This is actually a deceptively good question because, as we all know, estimates of variance are extremely sensitive to sampling frequency, sampling intervals, and lags. This is because not all stock prices perfectly adhere to Brownian Motion (i.e., the variance doesn't adhere strongly to the root time rule). It is also not entirely clear from the paper how exactly intraday volatilty is being measured. Therefore, real-world interpretations and implementations could vary significantly.
Taking your excerpt and comparing to the following expert, from page 12, suggests that Almgren intends intraday volatilty to mean one which is sampled from intraday data across 15-minute intervals:
Ten-day average intraday volume profile (upper) and volatilty profile
(lower), on 15-minute intervals.
I infer this to mean that "intraday volatility" for the puprose of this paper means something which resembles the following:
${P_t} = $ average logarithmic price sampled over each $t$ minute interval
$\mu_{(P,t)} = $ average logarithmic price of each $t$ minute interval sampled from $t$ to $T$.

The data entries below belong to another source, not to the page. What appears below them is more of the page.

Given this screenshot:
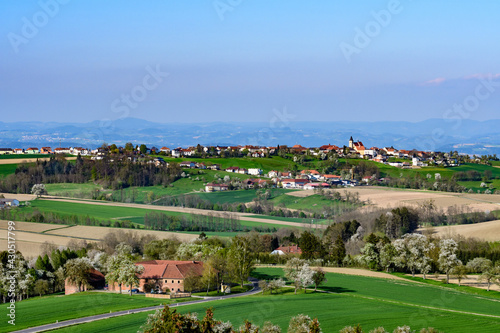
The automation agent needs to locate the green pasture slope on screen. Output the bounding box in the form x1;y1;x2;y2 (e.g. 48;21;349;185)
21;200;287;232
0;292;186;332
271;194;355;212
44;268;500;332
0;164;17;177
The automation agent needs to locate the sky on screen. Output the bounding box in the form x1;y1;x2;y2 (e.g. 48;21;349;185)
0;0;500;123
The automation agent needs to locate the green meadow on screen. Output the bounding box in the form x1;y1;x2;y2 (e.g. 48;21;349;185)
0;292;186;332
30;268;500;332
21;200;292;231
0;164;17;177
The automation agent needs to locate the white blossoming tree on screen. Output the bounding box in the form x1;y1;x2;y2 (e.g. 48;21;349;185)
438;239;462;283
393;234;434;279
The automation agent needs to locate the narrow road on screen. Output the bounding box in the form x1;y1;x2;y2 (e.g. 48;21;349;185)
15;279;261;333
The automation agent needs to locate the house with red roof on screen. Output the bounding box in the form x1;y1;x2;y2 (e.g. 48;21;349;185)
271;245;302;256
110;260;203;293
205;183;229;192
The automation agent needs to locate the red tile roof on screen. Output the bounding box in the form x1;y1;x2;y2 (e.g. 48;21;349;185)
136;260;203;279
276;245;302;254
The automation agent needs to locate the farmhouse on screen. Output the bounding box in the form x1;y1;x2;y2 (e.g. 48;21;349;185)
281;179;309;188
0;199;19;208
40;147;52;154
271;245;302;256
205;183;229;192
179;161;196;168
54;148;71;154
136;260;203;292
248;168;262;176
25;148;39;154
349;136;366;156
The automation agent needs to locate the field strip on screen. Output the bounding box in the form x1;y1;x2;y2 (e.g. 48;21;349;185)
16;284;261;333
321;290;500;319
256;265;408;283
41;225;75;234
0;226;102;243
40;196;327;229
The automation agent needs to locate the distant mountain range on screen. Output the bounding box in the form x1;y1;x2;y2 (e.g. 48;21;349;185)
0;118;500;155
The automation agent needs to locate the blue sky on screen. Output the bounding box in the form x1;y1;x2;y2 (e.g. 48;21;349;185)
0;0;500;123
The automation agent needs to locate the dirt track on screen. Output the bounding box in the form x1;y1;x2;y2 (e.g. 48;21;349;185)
42;197;327;229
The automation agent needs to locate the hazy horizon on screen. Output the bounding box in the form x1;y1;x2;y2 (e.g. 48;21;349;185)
0;0;500;123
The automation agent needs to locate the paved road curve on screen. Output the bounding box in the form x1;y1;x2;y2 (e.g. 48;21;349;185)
15;280;260;333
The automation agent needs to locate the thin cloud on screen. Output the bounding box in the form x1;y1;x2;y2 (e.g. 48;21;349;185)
423;77;446;86
464;73;500;80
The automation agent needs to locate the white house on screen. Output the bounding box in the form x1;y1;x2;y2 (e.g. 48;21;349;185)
0;199;19;208
248;168;263;176
267;170;278;178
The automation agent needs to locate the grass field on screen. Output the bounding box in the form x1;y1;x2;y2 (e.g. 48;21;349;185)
0;154;50;160
271;194;356;213
0;164;17;177
0;292;186;332
420;220;500;242
23;200;292;232
44;268;500;332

$$\mathbb{E}[\sigma^2_{intraday}] \approx \frac{ \sum_{t=0}^{15*24*60} \big( ({P_{15t}}-{P_{15t-15}}) -({\mu_{P,15t }-\mu_{P,15t -15}}) \big)^2}{T}$$
This verbose implementation is supported by Almgren's footnotes on high frequency volatility estimation: http://cims.nyu.edu/~almgren/timeseries/notes7.pdf.
Almgren also references simplified implementations using the Garman-Klass (GK) and Yhang-Zhang (YZ) estimators.
In practice, I implement the Almgren impact model using the YZ OHLC estimator. For one, it has been shown to be more efficient than GK. In addition, it's a great example of the Pareto 80/20 rule: YZ gets about 80% of the benefit of intraday data but it requires roughly 20% of the effort (i.e., 5x less work) to implement -- plus OHLC data is low-low-cost.
A precis on the YZ estimator is found here: Understanding Yang-Zhang Volatility Estimator.